Since the focus of the story was going to be the characters, I decided to start with two detailed character sketches for the main protagonists: Woody Woods, and his wife, Jenna. I use a template that is quite detailed. To my shame, I forget where I obtained it from, otherwise I’d give it an attribution. (Moree about this shortly.)

Next, the themes. As I imagined these characters, a few immediately came to mind: the overwhelming drive and obsession to procreate, the pain of childlessness, how people limit their horizons, and the lengths people will go to so they can realise their dreams. Pretty weighty. Perhaps too much to be confined in a short story of between 2500 and 10,000 words. It seemed clear to me this would be a novelette of up to 20,000 words.

The character template I use goes well beyond the typical appearance, family history, occupation etc. that you might have come across before. It asks such questions as, What is your character’s defining strength, Who or what, would your character die for? Write three words that describe your character, If a song played every time they walked into the room, what would it be? You get the idea. Once this was done, my imagination had enough to latch on to, and I could already see scenes taking shape. Scenes featuring dialogue between the two MCs, scenes involving the characters on their own, and others (cinematic in nature) showing interactions between the MCs and other minor characters.

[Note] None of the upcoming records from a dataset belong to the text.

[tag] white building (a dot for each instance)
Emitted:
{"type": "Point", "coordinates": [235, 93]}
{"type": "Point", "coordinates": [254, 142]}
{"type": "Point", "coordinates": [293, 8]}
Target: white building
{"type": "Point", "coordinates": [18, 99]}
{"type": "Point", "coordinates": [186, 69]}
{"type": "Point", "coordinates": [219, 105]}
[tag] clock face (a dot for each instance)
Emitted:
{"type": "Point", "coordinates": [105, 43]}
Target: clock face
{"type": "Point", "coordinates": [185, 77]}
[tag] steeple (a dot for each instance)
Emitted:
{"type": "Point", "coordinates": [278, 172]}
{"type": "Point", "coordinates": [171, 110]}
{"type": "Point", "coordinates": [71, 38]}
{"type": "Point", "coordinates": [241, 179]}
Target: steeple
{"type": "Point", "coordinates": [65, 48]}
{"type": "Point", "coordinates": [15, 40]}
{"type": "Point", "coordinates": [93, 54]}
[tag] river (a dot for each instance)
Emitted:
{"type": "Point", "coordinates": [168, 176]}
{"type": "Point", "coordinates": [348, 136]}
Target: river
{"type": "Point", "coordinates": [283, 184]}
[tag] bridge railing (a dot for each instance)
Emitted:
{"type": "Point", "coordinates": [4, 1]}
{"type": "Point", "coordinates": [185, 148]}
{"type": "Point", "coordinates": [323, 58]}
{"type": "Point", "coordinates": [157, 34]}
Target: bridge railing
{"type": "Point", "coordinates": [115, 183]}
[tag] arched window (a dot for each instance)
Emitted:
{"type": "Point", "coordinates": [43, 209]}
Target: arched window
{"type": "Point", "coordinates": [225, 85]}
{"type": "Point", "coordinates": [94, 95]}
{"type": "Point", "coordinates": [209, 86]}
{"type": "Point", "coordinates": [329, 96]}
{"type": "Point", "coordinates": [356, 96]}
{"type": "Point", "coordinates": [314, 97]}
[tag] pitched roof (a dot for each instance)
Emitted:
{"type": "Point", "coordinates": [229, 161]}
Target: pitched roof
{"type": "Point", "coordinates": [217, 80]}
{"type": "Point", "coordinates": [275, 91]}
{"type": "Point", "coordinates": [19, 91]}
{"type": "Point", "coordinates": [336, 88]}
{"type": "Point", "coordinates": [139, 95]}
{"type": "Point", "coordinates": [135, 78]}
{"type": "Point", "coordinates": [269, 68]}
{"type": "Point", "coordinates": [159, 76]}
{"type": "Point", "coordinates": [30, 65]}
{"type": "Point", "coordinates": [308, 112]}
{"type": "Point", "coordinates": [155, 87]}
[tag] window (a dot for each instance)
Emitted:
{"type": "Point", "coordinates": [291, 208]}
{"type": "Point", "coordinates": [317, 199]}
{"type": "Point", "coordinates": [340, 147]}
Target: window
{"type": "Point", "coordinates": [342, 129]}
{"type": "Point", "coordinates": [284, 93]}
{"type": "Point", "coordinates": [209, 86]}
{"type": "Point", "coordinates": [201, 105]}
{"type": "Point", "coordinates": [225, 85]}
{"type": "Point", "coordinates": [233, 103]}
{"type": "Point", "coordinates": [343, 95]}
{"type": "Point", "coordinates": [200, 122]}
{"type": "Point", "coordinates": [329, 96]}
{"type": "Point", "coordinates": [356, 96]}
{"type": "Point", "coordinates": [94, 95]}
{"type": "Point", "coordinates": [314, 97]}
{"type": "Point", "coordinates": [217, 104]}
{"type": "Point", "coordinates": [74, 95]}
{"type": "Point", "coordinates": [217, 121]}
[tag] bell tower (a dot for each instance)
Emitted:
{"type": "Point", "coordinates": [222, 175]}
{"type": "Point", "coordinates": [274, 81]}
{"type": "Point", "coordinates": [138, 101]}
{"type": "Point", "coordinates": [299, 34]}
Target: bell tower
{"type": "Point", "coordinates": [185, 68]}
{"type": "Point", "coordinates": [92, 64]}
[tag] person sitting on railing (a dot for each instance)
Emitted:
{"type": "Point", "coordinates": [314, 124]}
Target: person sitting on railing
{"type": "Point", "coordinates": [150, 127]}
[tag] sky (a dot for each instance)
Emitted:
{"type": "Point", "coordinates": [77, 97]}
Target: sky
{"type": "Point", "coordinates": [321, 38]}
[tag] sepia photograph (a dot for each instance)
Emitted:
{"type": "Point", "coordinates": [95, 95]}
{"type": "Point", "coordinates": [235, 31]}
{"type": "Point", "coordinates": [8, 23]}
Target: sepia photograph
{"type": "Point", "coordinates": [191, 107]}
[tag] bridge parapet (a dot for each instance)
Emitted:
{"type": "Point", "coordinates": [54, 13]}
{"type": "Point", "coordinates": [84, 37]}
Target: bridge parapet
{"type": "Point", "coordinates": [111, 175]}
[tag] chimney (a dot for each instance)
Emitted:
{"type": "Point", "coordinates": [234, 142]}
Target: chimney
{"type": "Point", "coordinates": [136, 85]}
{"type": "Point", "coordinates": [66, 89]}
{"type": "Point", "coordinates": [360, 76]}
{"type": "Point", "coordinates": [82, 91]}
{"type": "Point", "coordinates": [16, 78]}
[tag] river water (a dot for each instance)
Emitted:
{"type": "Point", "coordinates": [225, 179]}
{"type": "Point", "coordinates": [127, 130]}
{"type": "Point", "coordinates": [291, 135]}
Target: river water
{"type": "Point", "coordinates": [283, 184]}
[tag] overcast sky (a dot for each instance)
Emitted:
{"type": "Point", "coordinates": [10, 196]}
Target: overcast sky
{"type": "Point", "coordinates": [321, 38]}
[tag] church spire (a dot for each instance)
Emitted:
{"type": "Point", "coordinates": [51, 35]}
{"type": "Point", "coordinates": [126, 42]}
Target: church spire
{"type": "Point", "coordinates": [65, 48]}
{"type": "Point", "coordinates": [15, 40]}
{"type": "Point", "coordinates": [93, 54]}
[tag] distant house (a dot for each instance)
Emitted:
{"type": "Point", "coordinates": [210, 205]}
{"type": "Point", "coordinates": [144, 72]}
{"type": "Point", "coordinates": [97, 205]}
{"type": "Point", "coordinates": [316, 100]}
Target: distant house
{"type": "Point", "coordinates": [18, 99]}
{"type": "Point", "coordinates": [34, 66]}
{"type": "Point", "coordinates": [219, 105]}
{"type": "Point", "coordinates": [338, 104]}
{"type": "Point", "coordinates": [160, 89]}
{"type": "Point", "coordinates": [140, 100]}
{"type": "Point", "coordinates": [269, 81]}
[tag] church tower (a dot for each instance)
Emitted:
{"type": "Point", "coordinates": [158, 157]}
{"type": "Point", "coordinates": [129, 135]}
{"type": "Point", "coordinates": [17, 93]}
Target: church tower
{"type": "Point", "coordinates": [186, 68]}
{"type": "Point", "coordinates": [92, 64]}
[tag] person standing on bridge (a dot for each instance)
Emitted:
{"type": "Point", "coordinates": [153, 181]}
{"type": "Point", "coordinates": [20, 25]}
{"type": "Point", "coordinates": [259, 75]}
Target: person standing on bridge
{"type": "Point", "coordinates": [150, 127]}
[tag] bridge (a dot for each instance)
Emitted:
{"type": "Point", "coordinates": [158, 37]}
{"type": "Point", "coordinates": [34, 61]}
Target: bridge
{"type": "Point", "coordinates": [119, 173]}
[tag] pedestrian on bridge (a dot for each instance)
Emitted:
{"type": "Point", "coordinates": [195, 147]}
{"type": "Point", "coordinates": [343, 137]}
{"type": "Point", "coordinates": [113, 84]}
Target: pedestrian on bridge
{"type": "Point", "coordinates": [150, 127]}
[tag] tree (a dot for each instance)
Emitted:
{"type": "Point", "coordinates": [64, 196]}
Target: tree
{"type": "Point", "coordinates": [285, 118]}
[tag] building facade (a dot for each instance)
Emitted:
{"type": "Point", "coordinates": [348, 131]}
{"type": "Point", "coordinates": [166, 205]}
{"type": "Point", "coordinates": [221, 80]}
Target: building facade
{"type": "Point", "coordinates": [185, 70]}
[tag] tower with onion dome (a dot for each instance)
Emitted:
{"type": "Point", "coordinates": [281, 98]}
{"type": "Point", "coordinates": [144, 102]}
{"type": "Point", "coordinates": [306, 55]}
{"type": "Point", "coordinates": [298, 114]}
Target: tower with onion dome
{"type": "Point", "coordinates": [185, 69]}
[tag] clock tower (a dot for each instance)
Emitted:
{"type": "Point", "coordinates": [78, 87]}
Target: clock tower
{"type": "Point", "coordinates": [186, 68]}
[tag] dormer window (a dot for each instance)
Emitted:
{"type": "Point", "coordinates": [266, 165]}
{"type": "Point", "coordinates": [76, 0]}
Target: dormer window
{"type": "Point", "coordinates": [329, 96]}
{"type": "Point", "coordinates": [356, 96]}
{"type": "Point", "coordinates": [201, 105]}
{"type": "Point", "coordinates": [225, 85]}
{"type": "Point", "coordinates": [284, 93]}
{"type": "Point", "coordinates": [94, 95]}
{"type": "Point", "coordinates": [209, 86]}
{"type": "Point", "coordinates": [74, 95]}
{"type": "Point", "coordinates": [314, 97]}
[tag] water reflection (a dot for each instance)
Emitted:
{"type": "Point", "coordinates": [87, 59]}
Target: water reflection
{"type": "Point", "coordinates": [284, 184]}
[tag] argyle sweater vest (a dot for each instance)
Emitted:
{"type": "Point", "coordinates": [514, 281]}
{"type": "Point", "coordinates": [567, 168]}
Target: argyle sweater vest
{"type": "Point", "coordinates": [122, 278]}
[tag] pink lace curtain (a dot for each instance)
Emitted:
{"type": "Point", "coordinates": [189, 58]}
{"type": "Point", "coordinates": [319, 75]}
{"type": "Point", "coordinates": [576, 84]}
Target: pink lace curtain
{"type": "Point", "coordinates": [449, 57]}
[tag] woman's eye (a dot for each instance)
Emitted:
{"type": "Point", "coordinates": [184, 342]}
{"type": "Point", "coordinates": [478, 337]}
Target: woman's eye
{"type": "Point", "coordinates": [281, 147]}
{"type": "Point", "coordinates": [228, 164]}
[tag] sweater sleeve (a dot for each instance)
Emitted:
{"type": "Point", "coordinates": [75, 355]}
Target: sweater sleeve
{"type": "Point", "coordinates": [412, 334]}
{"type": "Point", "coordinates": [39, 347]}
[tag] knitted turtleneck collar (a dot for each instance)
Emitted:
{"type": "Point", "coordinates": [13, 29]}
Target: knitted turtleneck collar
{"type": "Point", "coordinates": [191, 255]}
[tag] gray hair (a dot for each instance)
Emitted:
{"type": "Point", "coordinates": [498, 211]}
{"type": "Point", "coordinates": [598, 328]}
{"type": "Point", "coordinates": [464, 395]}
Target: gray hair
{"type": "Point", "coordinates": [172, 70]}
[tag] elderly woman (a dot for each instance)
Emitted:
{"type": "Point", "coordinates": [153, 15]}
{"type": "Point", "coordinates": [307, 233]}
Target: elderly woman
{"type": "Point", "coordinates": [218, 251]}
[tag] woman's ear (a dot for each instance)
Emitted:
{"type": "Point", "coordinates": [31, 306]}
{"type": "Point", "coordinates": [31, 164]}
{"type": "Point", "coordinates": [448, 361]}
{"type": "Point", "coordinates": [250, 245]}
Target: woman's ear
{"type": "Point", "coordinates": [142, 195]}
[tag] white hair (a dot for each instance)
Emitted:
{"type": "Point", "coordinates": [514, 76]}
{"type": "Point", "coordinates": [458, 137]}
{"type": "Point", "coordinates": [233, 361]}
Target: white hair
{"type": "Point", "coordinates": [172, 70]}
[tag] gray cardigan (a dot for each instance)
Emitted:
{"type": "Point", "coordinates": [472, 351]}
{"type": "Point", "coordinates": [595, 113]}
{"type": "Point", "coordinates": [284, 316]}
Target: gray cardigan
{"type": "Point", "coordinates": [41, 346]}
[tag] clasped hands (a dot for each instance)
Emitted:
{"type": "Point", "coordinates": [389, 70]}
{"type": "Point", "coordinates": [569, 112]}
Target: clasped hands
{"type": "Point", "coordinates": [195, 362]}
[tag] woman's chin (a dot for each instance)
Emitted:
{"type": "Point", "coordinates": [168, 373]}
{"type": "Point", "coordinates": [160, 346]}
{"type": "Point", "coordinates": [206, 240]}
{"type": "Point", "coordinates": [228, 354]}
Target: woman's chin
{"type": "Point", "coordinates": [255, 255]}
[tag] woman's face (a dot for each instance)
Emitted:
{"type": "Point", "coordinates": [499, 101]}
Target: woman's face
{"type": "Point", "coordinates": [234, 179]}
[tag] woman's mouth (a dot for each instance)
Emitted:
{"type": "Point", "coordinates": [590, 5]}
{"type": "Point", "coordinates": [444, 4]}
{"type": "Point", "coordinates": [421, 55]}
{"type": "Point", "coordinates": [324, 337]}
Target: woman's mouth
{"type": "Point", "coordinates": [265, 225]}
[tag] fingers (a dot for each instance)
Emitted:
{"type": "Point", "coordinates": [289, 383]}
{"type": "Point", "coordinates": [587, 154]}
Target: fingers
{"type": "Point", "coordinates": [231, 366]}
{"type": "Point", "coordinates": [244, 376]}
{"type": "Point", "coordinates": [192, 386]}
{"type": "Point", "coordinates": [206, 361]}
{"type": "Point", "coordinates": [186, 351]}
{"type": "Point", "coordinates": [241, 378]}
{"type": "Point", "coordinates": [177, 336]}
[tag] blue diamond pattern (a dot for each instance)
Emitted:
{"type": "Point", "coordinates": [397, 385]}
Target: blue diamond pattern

I jotted down a sketchy outline, split up into these scenes. As it stands, there are gaps, but the pivotal moments, including beginning and end are there. Now that I’ve accomplished this, I’ve already got 4800 words. Some of this takes the form of headings and questions, which are part of the template, but still, it’s quite substantial.

Finally, I’m raring to go, ready to write actual prose. As I’ve done before, I’m adopting the Chuck Wendig approach of being a pantser by nature, but an outliner by necessity. This is a little different from Stephen King’s total gardener approach, where he doesn’t know how the story’s going to end, right up until the last minute. SK’s approach is an ideal I’ve only been able to successfully accomplish in shorter stories, as my longer works tend to get lost in the swampy middle all too easily. That said, my rough outline should be flexible enough to allow those ‘pantser’ moments, so it’s not altogether a straitjacket.

I’ll pick up progress in the next blog entry, where we’ll cover the first scenes, together with balancing plot, theme and characters.